Last Updated: 16 July 2015

Admission ceremony speech 2015

We welcome you to the Banco Court and congratulate you upon your admission as legal practitioners. You are entitled to savour this moment. It is a substantial achievement to complete your tertiary legal qualifications, to fulfil the additional requirements for admission as a legal practitioner, and to have that recognised by the Supreme Court.

We also warmly welcome your family and friends to the Banco Court. They are entitled to share your sense of achievement. I hope it doesn’t frighten them to suggest that you will probably continue to look to your family and friends for inspiration and support as you face the inevitable demands of your new careers.

The Court is confident that you know that your admission is a privilege which carries with it important obligations. Foremost amongst those obligations are your ethical duties. If you practise as a solicitor or barrister you will owe important obligations to your clients. But whether or not you practise as a lawyer, you now owe strict and inflexible ethical duties to the Court. Your ethical duties to the Court take precedence over any obligations you owe to a client, an employer, or anyone else.

Stick to the letter and spirit of all of your ethical duties through thick and thin, regardless of any short term pressures to the contrary. The most important reasons for doing so may be respect for the law and your own self-respect, but long experience teaches that an honest and ethical professional life coincides with self- interest; the straight and narrow path ultimately leads to the respect of colleagues and clients, enhancing your personal and professional reputation.

One reason for you to celebrate your admission may be an increase in your income. There is nothing wrong with aspiring to earn a good income for your professional hard labour, but we hope that you will always keep in mind that service to the public is of the essence of the legal profession.

An independent legal profession is essential for the maintenance of the rule of law.

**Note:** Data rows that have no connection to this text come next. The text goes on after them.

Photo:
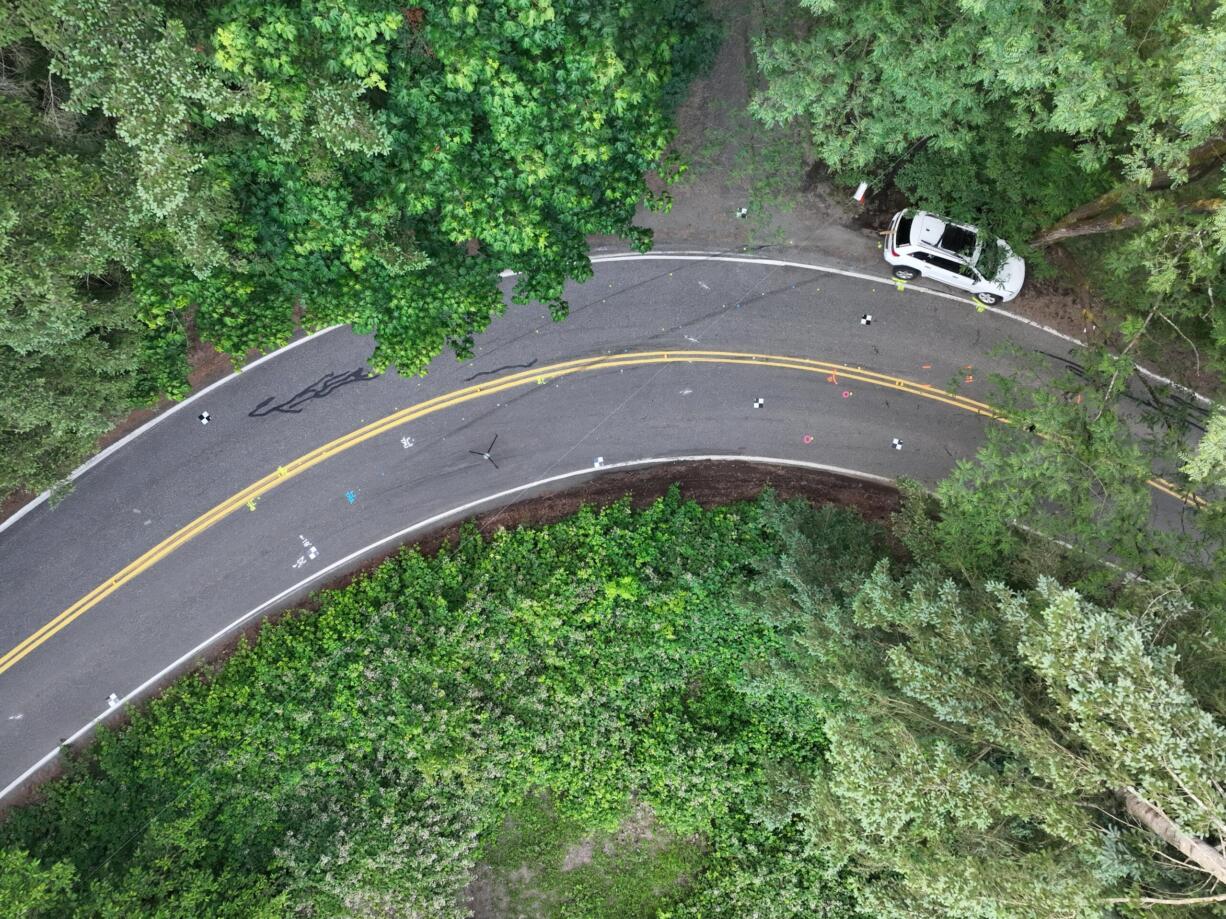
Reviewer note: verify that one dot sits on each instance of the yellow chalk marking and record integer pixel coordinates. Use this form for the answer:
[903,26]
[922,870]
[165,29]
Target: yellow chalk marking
[249,495]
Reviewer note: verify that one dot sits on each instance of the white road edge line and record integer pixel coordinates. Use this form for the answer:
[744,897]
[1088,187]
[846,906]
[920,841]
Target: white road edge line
[681,255]
[685,255]
[157,419]
[134,695]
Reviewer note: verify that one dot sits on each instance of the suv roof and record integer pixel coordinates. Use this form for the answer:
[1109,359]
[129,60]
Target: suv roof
[937,233]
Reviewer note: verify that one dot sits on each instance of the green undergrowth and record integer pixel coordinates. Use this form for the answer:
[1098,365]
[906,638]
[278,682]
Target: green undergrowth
[361,760]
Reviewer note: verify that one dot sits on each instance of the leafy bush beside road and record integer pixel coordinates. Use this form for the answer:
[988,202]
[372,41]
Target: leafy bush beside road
[357,759]
[815,728]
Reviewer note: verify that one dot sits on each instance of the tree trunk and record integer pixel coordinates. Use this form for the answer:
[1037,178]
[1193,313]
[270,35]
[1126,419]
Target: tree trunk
[1086,226]
[1154,820]
[1081,221]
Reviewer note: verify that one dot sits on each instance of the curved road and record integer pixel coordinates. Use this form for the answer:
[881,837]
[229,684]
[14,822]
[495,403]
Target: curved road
[307,465]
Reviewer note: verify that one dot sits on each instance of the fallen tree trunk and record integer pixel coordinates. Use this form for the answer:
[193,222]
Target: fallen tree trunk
[1086,227]
[1200,161]
[1154,820]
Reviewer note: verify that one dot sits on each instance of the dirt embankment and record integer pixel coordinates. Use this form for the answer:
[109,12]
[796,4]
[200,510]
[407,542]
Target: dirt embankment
[710,483]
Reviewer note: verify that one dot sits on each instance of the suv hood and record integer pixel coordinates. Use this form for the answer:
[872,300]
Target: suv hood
[1012,275]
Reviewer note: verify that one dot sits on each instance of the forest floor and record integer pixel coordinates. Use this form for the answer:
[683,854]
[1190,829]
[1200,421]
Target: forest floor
[544,866]
[737,163]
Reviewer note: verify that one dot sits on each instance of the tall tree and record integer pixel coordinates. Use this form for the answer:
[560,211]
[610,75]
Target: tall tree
[1002,754]
[69,343]
[1037,120]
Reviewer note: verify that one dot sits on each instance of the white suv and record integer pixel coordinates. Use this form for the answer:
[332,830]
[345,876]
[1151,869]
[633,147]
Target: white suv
[920,243]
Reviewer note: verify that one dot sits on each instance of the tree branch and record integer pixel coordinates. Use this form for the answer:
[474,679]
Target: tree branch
[1153,819]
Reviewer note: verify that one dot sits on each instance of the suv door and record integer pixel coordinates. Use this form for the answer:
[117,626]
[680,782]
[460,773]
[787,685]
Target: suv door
[947,271]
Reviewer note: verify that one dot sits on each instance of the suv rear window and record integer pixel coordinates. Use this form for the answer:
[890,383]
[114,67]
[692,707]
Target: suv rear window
[955,239]
[902,235]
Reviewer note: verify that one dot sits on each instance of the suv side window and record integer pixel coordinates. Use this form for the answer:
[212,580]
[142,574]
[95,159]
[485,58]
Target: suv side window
[936,260]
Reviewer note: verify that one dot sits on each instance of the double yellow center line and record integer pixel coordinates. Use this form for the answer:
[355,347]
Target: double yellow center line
[526,378]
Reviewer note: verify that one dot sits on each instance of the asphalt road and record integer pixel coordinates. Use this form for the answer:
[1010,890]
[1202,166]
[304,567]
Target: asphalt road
[677,392]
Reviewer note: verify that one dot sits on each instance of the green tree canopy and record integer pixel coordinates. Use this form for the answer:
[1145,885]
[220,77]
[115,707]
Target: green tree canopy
[988,746]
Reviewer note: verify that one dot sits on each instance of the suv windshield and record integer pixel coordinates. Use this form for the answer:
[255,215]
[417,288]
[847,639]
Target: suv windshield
[956,239]
[902,237]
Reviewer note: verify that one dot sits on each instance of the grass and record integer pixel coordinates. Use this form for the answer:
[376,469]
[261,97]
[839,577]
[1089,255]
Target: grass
[544,864]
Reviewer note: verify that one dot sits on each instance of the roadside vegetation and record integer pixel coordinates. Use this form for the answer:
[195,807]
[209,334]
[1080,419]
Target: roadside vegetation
[1095,126]
[228,172]
[758,710]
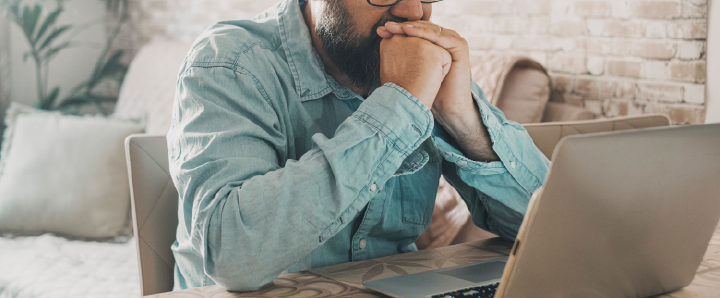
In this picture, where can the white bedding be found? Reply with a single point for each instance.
(50, 266)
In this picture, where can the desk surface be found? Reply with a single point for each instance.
(344, 280)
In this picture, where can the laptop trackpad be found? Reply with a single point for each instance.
(477, 273)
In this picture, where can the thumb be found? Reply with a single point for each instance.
(447, 62)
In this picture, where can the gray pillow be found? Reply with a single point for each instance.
(64, 174)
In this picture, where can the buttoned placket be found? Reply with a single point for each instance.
(373, 214)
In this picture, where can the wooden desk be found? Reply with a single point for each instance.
(344, 280)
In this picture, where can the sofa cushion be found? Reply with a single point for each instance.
(517, 85)
(149, 86)
(64, 174)
(525, 94)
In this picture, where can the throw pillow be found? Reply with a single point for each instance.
(64, 174)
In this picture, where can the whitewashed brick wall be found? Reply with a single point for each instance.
(5, 80)
(614, 57)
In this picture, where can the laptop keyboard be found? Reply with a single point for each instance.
(487, 291)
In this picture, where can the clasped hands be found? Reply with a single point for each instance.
(430, 62)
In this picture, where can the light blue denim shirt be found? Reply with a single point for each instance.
(281, 169)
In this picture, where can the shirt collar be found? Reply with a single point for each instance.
(311, 80)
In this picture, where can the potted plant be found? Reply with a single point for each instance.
(47, 39)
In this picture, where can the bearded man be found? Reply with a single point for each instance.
(316, 134)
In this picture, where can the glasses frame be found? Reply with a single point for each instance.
(398, 1)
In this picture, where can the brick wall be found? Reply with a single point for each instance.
(5, 81)
(613, 57)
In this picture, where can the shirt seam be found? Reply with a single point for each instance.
(239, 70)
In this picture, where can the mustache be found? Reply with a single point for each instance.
(373, 32)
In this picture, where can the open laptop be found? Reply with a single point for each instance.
(622, 214)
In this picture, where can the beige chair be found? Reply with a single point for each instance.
(547, 135)
(154, 206)
(448, 229)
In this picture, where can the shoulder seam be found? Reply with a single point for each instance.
(239, 70)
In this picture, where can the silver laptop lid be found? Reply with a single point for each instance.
(623, 214)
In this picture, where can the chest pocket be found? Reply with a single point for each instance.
(418, 190)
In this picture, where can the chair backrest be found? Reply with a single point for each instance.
(547, 135)
(154, 206)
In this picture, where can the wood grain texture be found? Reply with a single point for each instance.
(344, 280)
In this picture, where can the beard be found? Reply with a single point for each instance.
(354, 54)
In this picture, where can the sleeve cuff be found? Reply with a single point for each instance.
(397, 115)
(448, 147)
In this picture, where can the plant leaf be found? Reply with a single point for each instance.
(30, 20)
(49, 55)
(49, 21)
(53, 35)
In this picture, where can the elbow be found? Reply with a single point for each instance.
(235, 282)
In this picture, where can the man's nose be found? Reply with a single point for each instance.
(408, 9)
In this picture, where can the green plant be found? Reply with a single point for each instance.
(46, 39)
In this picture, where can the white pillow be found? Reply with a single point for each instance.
(64, 174)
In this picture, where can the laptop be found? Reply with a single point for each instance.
(622, 214)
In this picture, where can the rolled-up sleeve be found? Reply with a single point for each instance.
(497, 193)
(249, 210)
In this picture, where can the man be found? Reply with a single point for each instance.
(316, 134)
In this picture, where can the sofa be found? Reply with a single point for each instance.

As the size and complexity of our society has grown, the common law of Australia has been modified, supplemented, and in some cases supplanted by legislation of the Federal and State parliaments and local governments. Some legislation, like much of the common law, is easily understood, but the web of regulations which governs us is now extensive and intricate. You already will know some of this law and, by assiduous attention to your continuing legal education, you will learn a great deal more in the years to come. By a dedicated approach to your work you can therefore assist in making good one of the fundamental assumptions upon which our democracy is based, that we can know the legal rules which we are obliged to obey.

However, legal work, especially litigation, can be very labour intensive. Lawyers’ fees are often out of the reach of many. Unfortunately legal aid is available to few. It is therefore pleasing to record that the Court very frequently sees respected legal practitioners devoting substantial time and expertise to giving legal assistance to those who cannot afford to pay a fee. This is not a complete solution to the problem, but it is meritorious and important. Hopefully you will adopt the same public spirited approach to your profession.

I do not for a moment suggest that a lawyer’s paid or charitable contribution to society is intrinsically more important than the similar contributions by others. But sometimes the work of lawyers is unfairly devalued by the suggestion that it is not constructive. If that ever concerns you, recall Sir Owen Dixon’s response to that criticism. He said of lawyers that “[i]t is not their business to contribute to the constructive activities of the community, but to keep the foundations and framework steady”.[1] It is impossible to regard that as unimportant work.

This is an important day for you. If my own experience is any guide, you will always recall your admission with pleasure. I hope that you do, despite having to put up with a judge telling you what you already know.

We again congratulate you upon your admission and extend our best wishes to you and your supporters.

Adjourn the court to ....

[1] Address upon taking the oath of office in Sydney as Chief Justice of the High Court of Australia on 21st April 1952. (Jesting Pilate at 249.)